Blood for Dust won the Best Feature award at the 2023 San Diego International Film Festival. The film was released in the United States on April 19, 2024 to generally favorable reviews from critics.

==Plot==
Cliff, who in the past at his work had an affair with the wife of his company's CEO and who was involved in allegations of embezzlement, for which the CEO subsequently took the blame and committed suicide, loses his job as a travelling salesman of defibrillators after rumours of his involvement resurface when he attempts to blackmail his manager over poor defibrillator sales into giving him a higher commission. Unable to find employment elsewhere, he takes up an offer from his old colleague Ricky to become a drug- and gun-runner under his old travelling salesman cover for a local gang.

As Cliff makes his first run with a shipment of drugs and firearms, Ricky double-crosses both the gang and the recipients of the shipment and steals it.

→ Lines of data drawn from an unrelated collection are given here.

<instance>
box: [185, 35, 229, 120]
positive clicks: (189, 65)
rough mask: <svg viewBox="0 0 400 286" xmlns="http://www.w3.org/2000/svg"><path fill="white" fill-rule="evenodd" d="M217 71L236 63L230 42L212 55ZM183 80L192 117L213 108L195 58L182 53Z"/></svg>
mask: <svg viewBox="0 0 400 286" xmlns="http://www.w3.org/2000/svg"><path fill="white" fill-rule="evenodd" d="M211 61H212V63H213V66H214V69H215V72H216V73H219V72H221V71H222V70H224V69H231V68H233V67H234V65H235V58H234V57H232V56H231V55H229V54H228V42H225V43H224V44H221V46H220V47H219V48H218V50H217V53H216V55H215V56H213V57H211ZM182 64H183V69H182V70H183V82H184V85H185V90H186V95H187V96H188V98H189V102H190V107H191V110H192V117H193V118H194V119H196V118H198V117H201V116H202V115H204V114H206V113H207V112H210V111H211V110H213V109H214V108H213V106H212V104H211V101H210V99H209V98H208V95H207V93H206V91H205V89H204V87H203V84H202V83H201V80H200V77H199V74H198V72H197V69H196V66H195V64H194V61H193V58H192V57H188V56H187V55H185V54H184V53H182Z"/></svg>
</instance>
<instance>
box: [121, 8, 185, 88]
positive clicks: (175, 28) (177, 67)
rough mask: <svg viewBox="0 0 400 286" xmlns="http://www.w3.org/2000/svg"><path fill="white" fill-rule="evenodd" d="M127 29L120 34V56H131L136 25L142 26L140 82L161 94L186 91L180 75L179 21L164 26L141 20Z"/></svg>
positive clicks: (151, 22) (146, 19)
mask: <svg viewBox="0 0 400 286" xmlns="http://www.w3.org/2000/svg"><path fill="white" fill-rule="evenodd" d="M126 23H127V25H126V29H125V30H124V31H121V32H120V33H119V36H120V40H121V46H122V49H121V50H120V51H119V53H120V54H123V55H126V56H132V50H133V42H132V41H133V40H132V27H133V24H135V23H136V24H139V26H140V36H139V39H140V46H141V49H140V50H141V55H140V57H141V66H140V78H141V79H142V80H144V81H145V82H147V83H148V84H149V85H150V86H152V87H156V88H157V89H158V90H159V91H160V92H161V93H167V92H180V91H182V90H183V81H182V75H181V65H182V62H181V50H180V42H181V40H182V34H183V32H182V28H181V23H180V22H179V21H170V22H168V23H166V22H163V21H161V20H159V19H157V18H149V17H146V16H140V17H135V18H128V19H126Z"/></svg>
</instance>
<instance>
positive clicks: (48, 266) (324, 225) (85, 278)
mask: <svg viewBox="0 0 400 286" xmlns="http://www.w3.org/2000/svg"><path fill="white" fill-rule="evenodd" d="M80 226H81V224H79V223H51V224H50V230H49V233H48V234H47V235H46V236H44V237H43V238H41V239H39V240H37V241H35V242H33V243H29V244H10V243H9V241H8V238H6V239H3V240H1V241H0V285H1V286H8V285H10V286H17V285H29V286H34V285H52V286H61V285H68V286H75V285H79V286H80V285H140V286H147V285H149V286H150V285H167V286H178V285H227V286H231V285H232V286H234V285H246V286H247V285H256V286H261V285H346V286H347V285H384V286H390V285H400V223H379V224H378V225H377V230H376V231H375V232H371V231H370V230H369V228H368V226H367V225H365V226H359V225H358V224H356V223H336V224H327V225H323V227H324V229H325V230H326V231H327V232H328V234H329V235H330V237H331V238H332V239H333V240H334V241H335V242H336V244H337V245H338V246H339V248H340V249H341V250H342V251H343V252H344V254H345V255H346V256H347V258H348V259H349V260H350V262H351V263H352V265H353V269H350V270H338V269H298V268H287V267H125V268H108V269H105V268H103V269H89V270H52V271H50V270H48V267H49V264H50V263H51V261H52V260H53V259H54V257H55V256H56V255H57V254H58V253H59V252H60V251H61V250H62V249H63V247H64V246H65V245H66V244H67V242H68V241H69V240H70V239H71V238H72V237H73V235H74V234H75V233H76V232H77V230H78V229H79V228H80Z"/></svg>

Suspecting that Ricky plans to have him framed and killed, Cliff alerts the gang's boss as to their whereabouts. During his conversations with Ricky it is revealed that Cliff persuaded the CEO of his old company into underhand dealings and thus Cliff was indirectly responsible for his suicide. As Ricky tries to sell the stolen drugs to local criminals, the gang arrives at the scene and in the ensuing shootout everybody except Cliff and Ricky gets killed. Cliff shoots Ricky dead and leaves a substantial portion of the money from the deal to the CEO's widow with whom he had an affair. Back home at a local church service with his wife, he gives a large donation to charity.

The film ends with a photocopy of Cliff's driver licence taken by the boss of the gang as security lying exposed at the gang's headquarters and easy for the police to spot.

==Cast==
- Scoot McNairy as Cliff
- Nora Zehetner as Amy
- Ethan Suplee as Slim
- Amber Rose Mason as Rebecca
- Stephen Dorff as Gus
- Josh Lucas as John
- Kit Harington as Ricky

==Production==
In May 2022, it was announced that McNairy, Harington and Lucas were cast in the film.

The film was shot in and around Billings, Montana, with principal photography wrapped in December 2022.

==Release==
Blood for Dust premiered at the Tribeca Film Festival in June 2023. The film had its European premiere at the Deauville American Film Festival in France on September 3, 2023.

In March 2024, The Avenue acquired the distribution rights to the film, with a release date on April 19, 2024.

==Reception==
===Critical response===

Metacritic, which uses a weighted average, assigned the film a score of 58 out of 100, based on 5 critics, indicating "mixed or average" reviews.

Peter Debruge of Variety gave the film a positive review and wrote, "Bolstered by a strong, poker-faced ensemble with the good sense to underplay whatever menace each brings to the table, Blood for Dust does a fine job of making a familiar gambit feel unpredictable."

Jordan Mintzer of The Hollywood Reporter also gave the film a positive review and wrote, "Well-executed without breaking new ground."

===Accolades===
Blood for Dust won the Best Feature award at the 2023 San Diego International Film Festival.

At the Raindance Film Festival the film was nominated for Best International Film award, with McNairy nominated for Best Actor award.